山行日 1976年10月31日~11月2日日
メンバー (L)桜井、鈴木(一)

 まだ正式に三峰に入ってもいない私は、ただ無性に登りたいということだけで冬山偵察に参加させてもらうことになりました。
 偵察は今まで何度か行ったことのある北岳でしたが、吊尾根からは初めてであり、ガイドブックによると厳しいコースとあり、内心穏やかならず、その上初めての人との山行で迷惑にならねばよいがと危惧しながらも行くことにしました。
 新宿でいつものように23時55分に乗りましたが、日曜日の夜だけに空いているのが何かと勝手が違い驚いている内に、闇の中を一路甲府に向かう車中の人となっていました。
 甲府の駅でのビバークは当初予定していたバスターミナルではできず、駅ですることになりましたがシュラフなど出す気にもならず、寒気の中椅子の上で縮こまって一番バスをひたすら待っていました。
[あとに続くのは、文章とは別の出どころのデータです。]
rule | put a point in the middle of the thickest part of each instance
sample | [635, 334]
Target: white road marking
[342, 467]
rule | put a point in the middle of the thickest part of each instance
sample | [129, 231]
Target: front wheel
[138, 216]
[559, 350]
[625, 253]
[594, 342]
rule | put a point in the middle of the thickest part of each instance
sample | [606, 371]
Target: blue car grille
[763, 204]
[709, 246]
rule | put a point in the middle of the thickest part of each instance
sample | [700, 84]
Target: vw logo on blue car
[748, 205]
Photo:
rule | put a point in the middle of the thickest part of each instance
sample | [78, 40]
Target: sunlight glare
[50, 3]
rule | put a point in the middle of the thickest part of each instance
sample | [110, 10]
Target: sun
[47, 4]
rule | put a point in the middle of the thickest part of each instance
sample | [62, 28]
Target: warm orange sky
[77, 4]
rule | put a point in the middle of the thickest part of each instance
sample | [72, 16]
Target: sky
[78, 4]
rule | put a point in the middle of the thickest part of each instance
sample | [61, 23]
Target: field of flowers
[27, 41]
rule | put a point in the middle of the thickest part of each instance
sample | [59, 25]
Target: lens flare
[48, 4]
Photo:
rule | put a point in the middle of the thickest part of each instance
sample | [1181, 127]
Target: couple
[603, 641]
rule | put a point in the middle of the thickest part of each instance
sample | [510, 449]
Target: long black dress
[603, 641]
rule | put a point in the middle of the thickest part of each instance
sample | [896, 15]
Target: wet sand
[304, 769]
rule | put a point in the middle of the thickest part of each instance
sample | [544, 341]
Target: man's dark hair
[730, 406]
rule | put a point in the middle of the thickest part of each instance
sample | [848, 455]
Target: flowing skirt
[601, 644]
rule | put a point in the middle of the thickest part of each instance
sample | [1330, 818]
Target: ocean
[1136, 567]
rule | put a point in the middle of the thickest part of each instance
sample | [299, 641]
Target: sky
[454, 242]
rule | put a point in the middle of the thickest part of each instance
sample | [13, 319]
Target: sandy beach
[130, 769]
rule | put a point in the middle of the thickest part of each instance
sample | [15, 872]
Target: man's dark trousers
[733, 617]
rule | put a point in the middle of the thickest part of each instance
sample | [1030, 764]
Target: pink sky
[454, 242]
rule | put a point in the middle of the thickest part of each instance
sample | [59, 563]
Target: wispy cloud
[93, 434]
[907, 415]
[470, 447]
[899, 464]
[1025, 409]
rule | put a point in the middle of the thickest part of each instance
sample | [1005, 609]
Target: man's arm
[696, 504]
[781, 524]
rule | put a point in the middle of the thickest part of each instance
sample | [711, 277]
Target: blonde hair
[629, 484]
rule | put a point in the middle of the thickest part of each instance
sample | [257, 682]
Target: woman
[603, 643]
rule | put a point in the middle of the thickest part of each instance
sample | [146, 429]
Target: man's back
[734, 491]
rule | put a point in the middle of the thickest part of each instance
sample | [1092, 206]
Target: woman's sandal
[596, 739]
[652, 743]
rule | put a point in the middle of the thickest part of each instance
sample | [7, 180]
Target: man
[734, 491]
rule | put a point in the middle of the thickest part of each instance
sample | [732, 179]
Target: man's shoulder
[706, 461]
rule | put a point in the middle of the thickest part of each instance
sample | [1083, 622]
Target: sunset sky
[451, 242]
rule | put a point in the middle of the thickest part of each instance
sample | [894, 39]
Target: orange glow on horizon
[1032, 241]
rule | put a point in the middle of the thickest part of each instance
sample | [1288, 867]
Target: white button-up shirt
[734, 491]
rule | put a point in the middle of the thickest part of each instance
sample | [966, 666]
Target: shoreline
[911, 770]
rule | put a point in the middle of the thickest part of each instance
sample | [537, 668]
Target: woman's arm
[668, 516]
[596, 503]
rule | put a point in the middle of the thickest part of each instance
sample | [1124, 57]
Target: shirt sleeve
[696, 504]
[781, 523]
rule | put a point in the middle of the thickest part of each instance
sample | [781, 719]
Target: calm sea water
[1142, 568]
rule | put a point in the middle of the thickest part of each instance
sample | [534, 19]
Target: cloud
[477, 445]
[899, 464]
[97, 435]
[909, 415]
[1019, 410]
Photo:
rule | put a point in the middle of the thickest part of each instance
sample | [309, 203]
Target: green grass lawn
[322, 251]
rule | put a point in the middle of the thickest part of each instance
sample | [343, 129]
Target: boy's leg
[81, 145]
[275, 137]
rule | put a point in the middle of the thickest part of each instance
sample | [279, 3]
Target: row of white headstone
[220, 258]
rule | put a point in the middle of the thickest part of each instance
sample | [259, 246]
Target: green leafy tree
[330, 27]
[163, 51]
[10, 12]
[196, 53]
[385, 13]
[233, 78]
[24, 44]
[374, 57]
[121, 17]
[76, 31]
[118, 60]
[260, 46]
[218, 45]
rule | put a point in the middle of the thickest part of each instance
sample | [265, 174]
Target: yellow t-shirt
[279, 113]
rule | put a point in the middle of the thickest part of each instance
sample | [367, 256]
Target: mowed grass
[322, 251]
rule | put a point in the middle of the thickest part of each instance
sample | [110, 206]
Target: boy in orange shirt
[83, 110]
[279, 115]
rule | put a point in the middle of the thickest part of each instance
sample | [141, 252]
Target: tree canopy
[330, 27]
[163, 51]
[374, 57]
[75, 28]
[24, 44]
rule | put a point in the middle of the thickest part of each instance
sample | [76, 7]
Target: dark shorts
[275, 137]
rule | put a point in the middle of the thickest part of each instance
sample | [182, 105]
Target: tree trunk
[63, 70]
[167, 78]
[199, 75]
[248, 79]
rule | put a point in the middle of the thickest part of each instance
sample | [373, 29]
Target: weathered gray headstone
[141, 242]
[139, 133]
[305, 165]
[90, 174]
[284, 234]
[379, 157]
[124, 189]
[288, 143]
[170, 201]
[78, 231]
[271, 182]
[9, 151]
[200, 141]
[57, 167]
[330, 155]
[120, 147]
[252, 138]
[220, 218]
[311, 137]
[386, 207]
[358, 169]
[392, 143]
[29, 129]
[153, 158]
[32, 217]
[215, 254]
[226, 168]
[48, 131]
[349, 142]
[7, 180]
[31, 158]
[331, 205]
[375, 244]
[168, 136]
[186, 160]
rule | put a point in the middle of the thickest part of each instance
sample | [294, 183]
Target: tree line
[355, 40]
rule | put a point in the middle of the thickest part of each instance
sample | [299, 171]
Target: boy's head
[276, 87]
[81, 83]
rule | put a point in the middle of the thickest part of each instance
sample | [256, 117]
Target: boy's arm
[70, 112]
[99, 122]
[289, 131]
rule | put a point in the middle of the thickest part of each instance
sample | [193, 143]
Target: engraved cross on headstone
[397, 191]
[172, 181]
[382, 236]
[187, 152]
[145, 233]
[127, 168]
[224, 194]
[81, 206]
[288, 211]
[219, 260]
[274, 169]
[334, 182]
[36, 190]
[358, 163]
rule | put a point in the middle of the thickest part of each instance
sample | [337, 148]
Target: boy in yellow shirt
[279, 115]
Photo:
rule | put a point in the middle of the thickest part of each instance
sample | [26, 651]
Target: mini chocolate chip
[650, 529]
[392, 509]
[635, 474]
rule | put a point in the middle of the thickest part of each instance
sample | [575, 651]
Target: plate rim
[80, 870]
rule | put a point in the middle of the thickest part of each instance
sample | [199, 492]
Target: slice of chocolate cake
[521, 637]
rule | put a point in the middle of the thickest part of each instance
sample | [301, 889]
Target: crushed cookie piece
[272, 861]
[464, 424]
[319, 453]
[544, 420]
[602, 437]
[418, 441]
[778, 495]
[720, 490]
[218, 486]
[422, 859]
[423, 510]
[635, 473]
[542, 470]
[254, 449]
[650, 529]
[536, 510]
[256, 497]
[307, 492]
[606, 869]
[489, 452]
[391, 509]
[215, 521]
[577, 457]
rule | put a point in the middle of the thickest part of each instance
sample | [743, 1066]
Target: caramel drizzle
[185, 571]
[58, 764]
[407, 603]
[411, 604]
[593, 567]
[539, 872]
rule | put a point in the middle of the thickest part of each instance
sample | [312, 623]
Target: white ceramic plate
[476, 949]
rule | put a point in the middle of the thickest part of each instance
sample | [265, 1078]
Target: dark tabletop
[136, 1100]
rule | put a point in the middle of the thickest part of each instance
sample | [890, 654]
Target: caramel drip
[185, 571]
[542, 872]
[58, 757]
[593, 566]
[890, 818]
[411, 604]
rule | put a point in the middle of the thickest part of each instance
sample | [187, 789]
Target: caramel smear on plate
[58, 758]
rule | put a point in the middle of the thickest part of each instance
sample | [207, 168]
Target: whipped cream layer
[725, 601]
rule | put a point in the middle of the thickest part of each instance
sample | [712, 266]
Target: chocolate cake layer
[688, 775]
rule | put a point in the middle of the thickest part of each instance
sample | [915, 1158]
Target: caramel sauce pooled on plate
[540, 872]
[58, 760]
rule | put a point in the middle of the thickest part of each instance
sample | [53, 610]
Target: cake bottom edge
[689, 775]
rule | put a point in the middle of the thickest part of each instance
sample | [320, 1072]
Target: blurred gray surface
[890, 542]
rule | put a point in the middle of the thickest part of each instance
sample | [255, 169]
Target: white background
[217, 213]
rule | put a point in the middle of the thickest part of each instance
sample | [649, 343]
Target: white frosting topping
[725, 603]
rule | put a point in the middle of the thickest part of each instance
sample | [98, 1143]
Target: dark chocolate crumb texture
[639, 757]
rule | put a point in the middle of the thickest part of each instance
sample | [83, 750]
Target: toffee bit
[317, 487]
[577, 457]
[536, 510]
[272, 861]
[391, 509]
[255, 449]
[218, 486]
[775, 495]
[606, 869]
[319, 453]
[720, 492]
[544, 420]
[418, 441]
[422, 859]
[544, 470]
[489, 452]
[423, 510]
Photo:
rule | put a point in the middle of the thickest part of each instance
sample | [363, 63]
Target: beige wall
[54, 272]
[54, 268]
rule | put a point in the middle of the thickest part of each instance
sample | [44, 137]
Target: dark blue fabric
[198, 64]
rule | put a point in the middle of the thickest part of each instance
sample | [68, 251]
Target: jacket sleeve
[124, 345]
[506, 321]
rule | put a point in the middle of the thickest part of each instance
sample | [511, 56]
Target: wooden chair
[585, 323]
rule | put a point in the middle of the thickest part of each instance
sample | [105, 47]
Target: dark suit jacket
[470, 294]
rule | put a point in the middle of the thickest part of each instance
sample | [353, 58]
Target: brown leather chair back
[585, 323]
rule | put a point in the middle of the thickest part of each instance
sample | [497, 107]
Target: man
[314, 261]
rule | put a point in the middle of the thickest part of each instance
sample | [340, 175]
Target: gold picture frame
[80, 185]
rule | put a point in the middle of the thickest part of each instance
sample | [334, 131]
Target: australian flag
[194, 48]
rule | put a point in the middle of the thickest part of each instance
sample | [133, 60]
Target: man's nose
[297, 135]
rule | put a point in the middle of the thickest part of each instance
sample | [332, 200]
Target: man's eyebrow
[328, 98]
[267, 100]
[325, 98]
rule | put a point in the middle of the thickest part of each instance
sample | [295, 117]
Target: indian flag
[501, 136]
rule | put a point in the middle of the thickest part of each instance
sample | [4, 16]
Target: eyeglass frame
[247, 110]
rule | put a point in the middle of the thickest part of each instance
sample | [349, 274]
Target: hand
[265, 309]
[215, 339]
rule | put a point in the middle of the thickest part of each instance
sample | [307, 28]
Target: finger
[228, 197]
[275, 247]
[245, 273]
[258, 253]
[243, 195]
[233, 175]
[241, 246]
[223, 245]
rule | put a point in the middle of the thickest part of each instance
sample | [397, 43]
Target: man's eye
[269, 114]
 バスの中では深沢下降点に近づくと「農鳥岳の馬」というかすかに農鳥に積もった雪の中に黒い岩肌で造られた馬を見ているうちに深沢に着いた。
 同行の先輩である桜井さんが何かと気を使ってくれるうえ、足取りも軽くなり、身も心も軽やかな山歩きが始まり、砂払い近くでテントを張ることができました。
 この夜、独身男二人の友情をアルコールを忘れた私達はジフィーズと紅茶で温め合うのでした。
 2日目は天気も良く、北岳へのアタックを行い、お互いにいい男と慰め合いながら見合い写真を撮り、バス時刻を10月末日までのと間違え、一汗も二汗もかき、バス停でリスの冬籠りに向けて忙しく働く姿を眺めているうちに、山の早い夕暮れが辺りを包み始めるころバスに乗り、楽しい思い出の吊尾根と別れ心の中では、30kgの重荷を担いで冬に登りたくないと思いながら甲府に向かった。
 甲府でビールと旨い肉うどんを食べて山の疲れを吹き飛ばし、元気で帰宅した。